Moreover, I love how the characters’ opening narration begins and ends the same but highlights the differences in their personalities. This narration drives home the first issue’s notion that these disparate characters have more in common than meets the eye. Their goals mirror one another, and this issue’s artwork goes a long way in visually representing this idea. The two-page spread of Barry and Arthur’s attacks on the invader is perfection. Georgiev’s artwork illustrates how their strategies are different, but the punchline of this sequence is a haymaker from both heroes. In an issue full of outstanding artwork, these pages are my favorite.
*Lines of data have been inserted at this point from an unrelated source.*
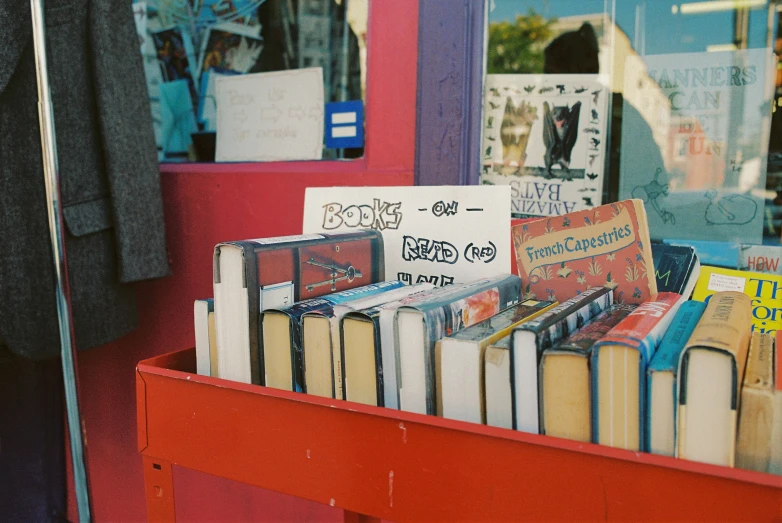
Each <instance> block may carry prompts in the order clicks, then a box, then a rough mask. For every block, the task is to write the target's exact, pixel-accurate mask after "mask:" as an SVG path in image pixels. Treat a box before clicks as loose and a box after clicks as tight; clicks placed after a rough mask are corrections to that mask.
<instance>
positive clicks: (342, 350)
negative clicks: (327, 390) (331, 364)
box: [340, 282, 448, 409]
mask: <svg viewBox="0 0 782 523" xmlns="http://www.w3.org/2000/svg"><path fill="white" fill-rule="evenodd" d="M404 289H406V290H409V291H410V295H409V296H405V297H403V298H399V299H396V300H395V301H391V302H388V303H384V304H382V305H378V306H376V307H371V308H368V309H364V310H356V311H352V312H348V313H347V314H346V315H345V316H344V317H343V318H342V321H341V322H340V336H341V342H342V375H343V376H344V393H345V399H347V400H349V401H355V402H358V403H364V404H367V405H377V406H379V407H387V408H391V409H398V408H399V392H398V390H397V385H396V383H397V381H396V360H397V357H396V353H395V352H394V350H395V349H394V314H395V313H396V310H397V309H398V308H399V307H401V306H402V305H404V304H405V303H408V302H410V301H413V300H415V299H418V298H420V297H421V296H423V295H424V294H429V293H431V294H436V293H439V292H445V291H447V290H448V289H447V288H446V287H437V288H434V285H432V284H431V283H428V282H424V283H417V284H414V285H410V286H409V287H404ZM399 290H402V289H399ZM392 292H394V293H396V292H398V291H392ZM348 384H349V385H348Z"/></svg>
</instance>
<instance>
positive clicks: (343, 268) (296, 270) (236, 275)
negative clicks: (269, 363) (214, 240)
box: [213, 230, 384, 385]
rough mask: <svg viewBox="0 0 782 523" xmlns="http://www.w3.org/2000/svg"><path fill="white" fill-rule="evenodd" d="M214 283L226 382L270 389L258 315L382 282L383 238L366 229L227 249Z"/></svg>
mask: <svg viewBox="0 0 782 523" xmlns="http://www.w3.org/2000/svg"><path fill="white" fill-rule="evenodd" d="M213 278H214V297H215V302H214V308H215V319H216V324H217V325H216V326H217V352H218V360H219V367H218V368H219V377H220V378H224V379H229V380H233V381H240V382H244V383H255V384H257V385H264V383H263V376H264V374H265V372H264V368H263V354H262V353H261V333H260V331H261V328H260V322H259V321H258V315H259V313H260V312H263V311H264V310H266V309H270V308H278V307H285V306H288V305H291V304H293V303H294V302H298V301H302V300H306V299H311V298H317V297H319V296H323V295H324V294H329V293H333V292H339V291H345V290H348V289H352V288H354V287H359V286H361V285H367V284H370V283H375V282H379V281H383V280H384V264H383V237H382V236H381V235H380V233H379V232H377V231H371V230H363V231H357V232H350V233H329V234H303V235H295V236H278V237H273V238H258V239H251V240H242V241H231V242H222V243H219V244H217V245H216V246H215V250H214V275H213Z"/></svg>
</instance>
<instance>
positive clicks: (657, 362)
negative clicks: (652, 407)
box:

Following Barry’s failure to defeat the Void using temperature and gravity, our heroes travel to Atlantis’s Central Core to use Mera’s analysis unit to learn more about this threat. In this sequence, we learn the truth behind the invader’s presence: they hunt and eat the Speed Force. I love how Barry’s narration is both analytical and fast-paced throughout this sequence. As a result, Collin Kelly and Jackson Lanzing have perfectly captured his characterization. Additionally, Troy Peteri’s letters on Flash’s dialogue expertly convey the character’s cadence and personality.
After learning the Voidsong’s secret, Aquaman and The Flash confront one of the Void’s ships above Atlantis. Despite their success in freeing Atlantis from the Voidsong’s horrific harmony, something is eating away at the Scarlet Speedster. Instead of pursuing the Fastest Man Alive, the Void’s ships went straight for the heart of Atlantis. It is during this moment that we learn Aquaman’s horrible secret. Stealing Barry’s personal data, he has constructed Typhon, a spaceship powered by the Speed Force. Arthur’s dream is for his people to travel to the final frontier.
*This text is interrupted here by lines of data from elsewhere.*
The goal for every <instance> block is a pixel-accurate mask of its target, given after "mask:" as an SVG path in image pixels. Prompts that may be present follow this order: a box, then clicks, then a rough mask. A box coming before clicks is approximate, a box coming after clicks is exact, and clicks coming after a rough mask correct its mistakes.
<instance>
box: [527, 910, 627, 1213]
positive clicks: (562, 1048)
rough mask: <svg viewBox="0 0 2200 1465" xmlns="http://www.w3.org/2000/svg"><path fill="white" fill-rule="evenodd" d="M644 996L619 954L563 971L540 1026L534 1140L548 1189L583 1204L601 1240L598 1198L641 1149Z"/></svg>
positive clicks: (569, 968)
This goal makes sense, I suppose, because space is an ocean of stars. With this reveal, Collin Kelly and Jackson Lanzing have done an excellent job grounding the conflict in the strained relationship between these two characters. Although I find the Void scientifically fascinating, I am wholly invested in reading the fallout from this revelation and hopeful for the duo’s reconciliation.
“What did you do?”
Although I have previously discussed Aquaman and The Flash: Voidsong #2’s artwork, I would be remiss if I did not mention Rain Beredo’s colors. Beredo’s colors perfectly capture the balance between our heroes’ bright colors and the Void’s darkness. It’s a juxtaposition necessary for contrasting our heroes’ hope with the invader’s dark desires. One sequence depicts Aquaman and the Flash going to the Void’s church. Beredo’s work gives this corrupt cathedral an ethereal, stained glass appearance. These panels are hauntingly beautiful.
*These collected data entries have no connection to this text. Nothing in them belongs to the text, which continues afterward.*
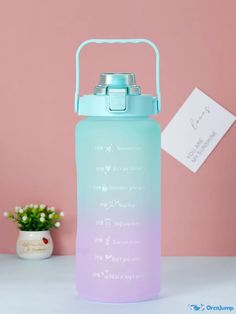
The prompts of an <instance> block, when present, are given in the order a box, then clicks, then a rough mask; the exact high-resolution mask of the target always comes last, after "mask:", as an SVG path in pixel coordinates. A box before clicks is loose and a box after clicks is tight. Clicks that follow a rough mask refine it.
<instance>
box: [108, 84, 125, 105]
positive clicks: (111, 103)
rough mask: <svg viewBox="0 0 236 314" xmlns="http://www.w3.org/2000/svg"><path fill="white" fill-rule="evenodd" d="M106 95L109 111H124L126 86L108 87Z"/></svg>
mask: <svg viewBox="0 0 236 314" xmlns="http://www.w3.org/2000/svg"><path fill="white" fill-rule="evenodd" d="M107 95H108V96H109V110H110V111H126V95H127V88H111V87H108V90H107Z"/></svg>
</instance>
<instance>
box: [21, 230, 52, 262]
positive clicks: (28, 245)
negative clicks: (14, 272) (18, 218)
mask: <svg viewBox="0 0 236 314" xmlns="http://www.w3.org/2000/svg"><path fill="white" fill-rule="evenodd" d="M52 251H53V242H52V238H51V235H50V232H49V231H48V230H45V231H21V230H20V231H19V236H18V239H17V243H16V252H17V254H18V256H19V257H21V258H25V259H43V258H48V257H50V256H51V255H52Z"/></svg>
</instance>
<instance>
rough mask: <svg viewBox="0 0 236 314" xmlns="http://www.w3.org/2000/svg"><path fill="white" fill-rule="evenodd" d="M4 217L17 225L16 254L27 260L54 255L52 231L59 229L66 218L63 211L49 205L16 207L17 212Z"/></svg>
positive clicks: (40, 257) (38, 205) (43, 204)
mask: <svg viewBox="0 0 236 314" xmlns="http://www.w3.org/2000/svg"><path fill="white" fill-rule="evenodd" d="M4 216H5V217H6V218H7V219H9V220H11V221H14V222H16V223H17V226H18V228H19V235H18V239H17V243H16V252H17V254H18V256H19V257H21V258H25V259H43V258H48V257H50V256H51V255H52V251H53V242H52V238H51V235H50V229H52V228H59V227H60V225H61V223H60V220H61V219H62V217H63V216H64V213H63V212H62V211H61V212H59V211H56V210H55V208H54V207H49V206H47V205H44V204H41V205H34V204H30V205H26V206H24V207H19V206H17V207H15V211H9V212H4Z"/></svg>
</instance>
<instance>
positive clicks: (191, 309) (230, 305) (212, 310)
mask: <svg viewBox="0 0 236 314" xmlns="http://www.w3.org/2000/svg"><path fill="white" fill-rule="evenodd" d="M188 308H189V309H190V310H191V311H199V312H201V311H206V312H207V311H209V312H210V311H212V312H217V311H218V312H223V311H225V312H232V311H234V310H235V307H234V306H231V305H221V304H220V305H210V304H207V305H206V304H188Z"/></svg>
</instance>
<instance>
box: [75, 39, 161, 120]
mask: <svg viewBox="0 0 236 314" xmlns="http://www.w3.org/2000/svg"><path fill="white" fill-rule="evenodd" d="M89 43H147V44H149V45H150V46H151V47H152V48H153V49H154V51H155V54H156V91H157V96H153V95H148V94H141V89H140V87H139V86H137V85H136V80H135V74H134V73H102V74H100V80H99V84H98V85H97V86H96V87H95V88H94V93H93V94H91V95H83V96H79V54H80V51H81V49H82V48H83V47H84V46H85V45H87V44H89ZM75 111H76V112H77V113H78V114H79V115H85V116H120V117H130V116H149V115H153V114H157V113H158V112H160V89H159V53H158V50H157V47H156V46H155V45H154V43H152V42H151V41H149V40H147V39H126V40H124V39H90V40H87V41H86V42H84V43H82V44H81V45H80V47H79V48H78V49H77V53H76V93H75Z"/></svg>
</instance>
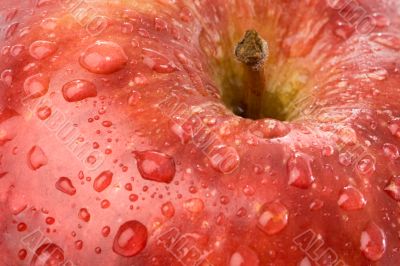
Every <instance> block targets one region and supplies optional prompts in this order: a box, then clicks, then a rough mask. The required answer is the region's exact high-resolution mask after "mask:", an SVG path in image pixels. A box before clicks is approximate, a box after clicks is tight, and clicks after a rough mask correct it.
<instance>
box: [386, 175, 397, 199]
mask: <svg viewBox="0 0 400 266" xmlns="http://www.w3.org/2000/svg"><path fill="white" fill-rule="evenodd" d="M384 190H385V192H386V193H387V194H388V195H389V196H390V197H392V198H393V199H394V200H396V201H400V176H393V177H392V178H391V180H390V182H389V184H388V185H387V186H386V187H385V189H384Z"/></svg>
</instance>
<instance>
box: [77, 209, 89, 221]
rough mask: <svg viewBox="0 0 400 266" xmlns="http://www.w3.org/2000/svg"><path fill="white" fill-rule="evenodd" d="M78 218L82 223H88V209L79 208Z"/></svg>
mask: <svg viewBox="0 0 400 266" xmlns="http://www.w3.org/2000/svg"><path fill="white" fill-rule="evenodd" d="M78 217H79V219H81V220H82V221H84V222H86V223H87V222H89V221H90V213H89V211H88V209H86V208H81V209H80V210H79V213H78Z"/></svg>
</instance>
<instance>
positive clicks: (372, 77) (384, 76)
mask: <svg viewBox="0 0 400 266" xmlns="http://www.w3.org/2000/svg"><path fill="white" fill-rule="evenodd" d="M388 75H389V73H388V71H387V70H386V69H384V68H377V69H374V70H372V71H371V72H369V73H367V77H368V78H370V79H374V80H385V79H387V77H388Z"/></svg>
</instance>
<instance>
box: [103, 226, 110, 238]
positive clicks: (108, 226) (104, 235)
mask: <svg viewBox="0 0 400 266" xmlns="http://www.w3.org/2000/svg"><path fill="white" fill-rule="evenodd" d="M110 232H111V228H110V227H109V226H107V225H106V226H104V227H103V228H102V229H101V234H102V235H103V237H107V236H109V235H110Z"/></svg>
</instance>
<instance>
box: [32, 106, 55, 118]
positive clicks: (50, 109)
mask: <svg viewBox="0 0 400 266" xmlns="http://www.w3.org/2000/svg"><path fill="white" fill-rule="evenodd" d="M51 112H52V110H51V108H50V107H48V106H41V107H39V108H38V109H37V110H36V115H37V116H38V117H39V119H40V120H46V119H47V118H49V116H50V115H51Z"/></svg>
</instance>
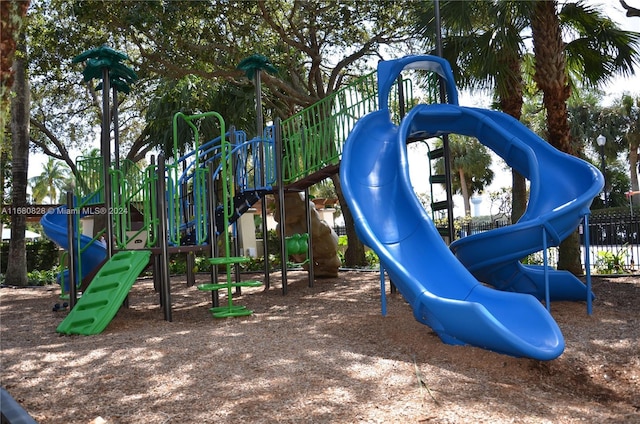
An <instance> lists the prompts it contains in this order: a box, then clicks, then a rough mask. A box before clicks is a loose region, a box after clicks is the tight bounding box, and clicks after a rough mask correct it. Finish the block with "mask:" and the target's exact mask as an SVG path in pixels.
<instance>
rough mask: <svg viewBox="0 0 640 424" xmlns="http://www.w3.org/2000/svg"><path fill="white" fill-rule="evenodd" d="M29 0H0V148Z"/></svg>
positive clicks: (4, 144) (4, 147)
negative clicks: (24, 17)
mask: <svg viewBox="0 0 640 424" xmlns="http://www.w3.org/2000/svg"><path fill="white" fill-rule="evenodd" d="M28 8H29V1H15V0H14V1H0V23H1V24H0V149H3V150H4V148H5V144H4V137H5V132H4V128H5V125H6V122H7V121H6V120H7V119H8V116H9V105H10V103H11V102H10V100H9V93H10V92H11V88H12V87H13V81H14V70H13V66H12V64H13V60H14V53H15V51H16V45H17V41H18V37H19V34H20V29H21V28H22V23H23V21H24V17H25V15H26V14H27V9H28Z"/></svg>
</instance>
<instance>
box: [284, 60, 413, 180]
mask: <svg viewBox="0 0 640 424" xmlns="http://www.w3.org/2000/svg"><path fill="white" fill-rule="evenodd" d="M395 84H397V81H396V83H395ZM392 85H393V84H392ZM402 87H403V90H404V93H405V96H404V98H403V99H402V105H403V107H405V108H410V107H411V106H412V103H413V87H412V84H411V81H410V80H408V79H403V80H402ZM389 96H391V98H392V102H393V103H394V104H398V105H399V99H398V95H397V91H392V92H390V93H389ZM378 109H379V100H378V85H377V72H375V71H374V72H371V73H369V74H367V75H364V76H362V77H360V78H358V79H356V80H354V81H353V82H352V83H351V84H349V85H347V86H345V87H343V88H341V89H340V90H337V91H336V92H334V93H332V94H331V95H329V96H327V97H325V98H323V99H322V100H320V101H319V102H317V103H315V104H313V105H311V106H309V107H308V108H305V109H303V110H301V111H300V112H298V113H296V114H295V115H293V116H291V117H289V118H288V119H286V120H284V121H282V123H281V127H282V139H283V142H282V143H283V155H284V157H283V158H282V166H283V179H284V183H292V182H295V181H298V180H300V179H302V178H304V177H306V176H308V175H311V174H313V173H315V172H317V171H319V170H320V169H322V168H324V167H326V166H328V165H336V164H337V163H338V162H339V160H340V157H341V155H342V146H343V144H344V142H345V141H346V139H347V136H348V135H349V133H350V132H351V130H352V129H353V127H354V125H355V123H356V122H357V121H358V119H360V118H362V117H363V116H365V115H366V114H368V113H370V112H373V111H375V110H378ZM394 121H398V122H399V117H396V116H394Z"/></svg>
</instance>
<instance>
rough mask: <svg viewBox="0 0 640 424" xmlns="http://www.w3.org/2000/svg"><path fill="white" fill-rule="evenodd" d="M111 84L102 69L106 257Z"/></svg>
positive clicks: (109, 200) (103, 175)
mask: <svg viewBox="0 0 640 424" xmlns="http://www.w3.org/2000/svg"><path fill="white" fill-rule="evenodd" d="M110 92H111V84H110V80H109V68H103V69H102V134H101V137H100V153H101V154H102V166H103V169H102V178H103V187H104V199H103V200H104V207H105V210H106V213H107V219H106V226H107V227H106V231H105V241H106V242H107V259H111V256H113V223H112V220H111V215H110V211H111V209H112V204H111V203H112V202H111V175H110V173H109V170H110V169H111V130H110V129H111V116H110V115H111V105H110V103H111V102H110V95H109V93H110Z"/></svg>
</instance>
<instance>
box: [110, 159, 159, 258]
mask: <svg viewBox="0 0 640 424" xmlns="http://www.w3.org/2000/svg"><path fill="white" fill-rule="evenodd" d="M157 179H158V174H157V167H156V166H155V165H150V166H148V167H146V168H144V169H142V168H140V167H139V166H138V165H137V164H135V163H133V162H131V161H125V162H123V163H122V164H121V166H120V169H117V170H116V169H114V170H111V180H112V185H111V186H112V187H113V200H112V206H113V210H112V211H111V215H112V217H113V222H114V235H115V238H116V245H117V247H118V249H126V248H127V245H128V244H129V243H130V242H131V241H133V240H136V239H137V240H139V241H140V242H141V244H140V246H135V248H143V247H152V246H155V244H156V237H157V234H158V225H159V220H158V209H157V202H156V201H157V192H156V182H157ZM136 218H137V220H136Z"/></svg>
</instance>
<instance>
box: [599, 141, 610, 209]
mask: <svg viewBox="0 0 640 424" xmlns="http://www.w3.org/2000/svg"><path fill="white" fill-rule="evenodd" d="M600 158H601V163H600V168H601V169H602V177H603V178H604V186H603V187H602V193H603V194H604V207H605V208H606V207H607V205H608V204H609V202H608V199H607V174H606V168H607V162H606V161H605V156H604V144H603V145H602V146H600Z"/></svg>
If I had to nitpick with this issue, one of my only complaints is with Flash’s appearance in a few panels. At times, the Fastest Man Alive’s cowl has a shape that feels off. As a result, the top of his head feels disproportionate to his face. This gripe is minor, however, and it does not hurt the overall story.
Constructed on finely tuned characterization, Aquaman and The Flash: Voidsong #2 is a beautiful hymn of relationship building and betrayal. Kelly and Lanzing wisely allow the relationship between these two heroes to propel the plot. As a result, Aquaman and The Flash: Voidsong #2 strikes the perfect balance between narrative progression and character exploration. Georgiev’s artwork does an excellent job illustrating how the heroes’ strategies are different, but their punchline remains the same. Additionally, Beredo’s colors perfectly capture the balance between our heroes’ bright colors and the Void’s darkness.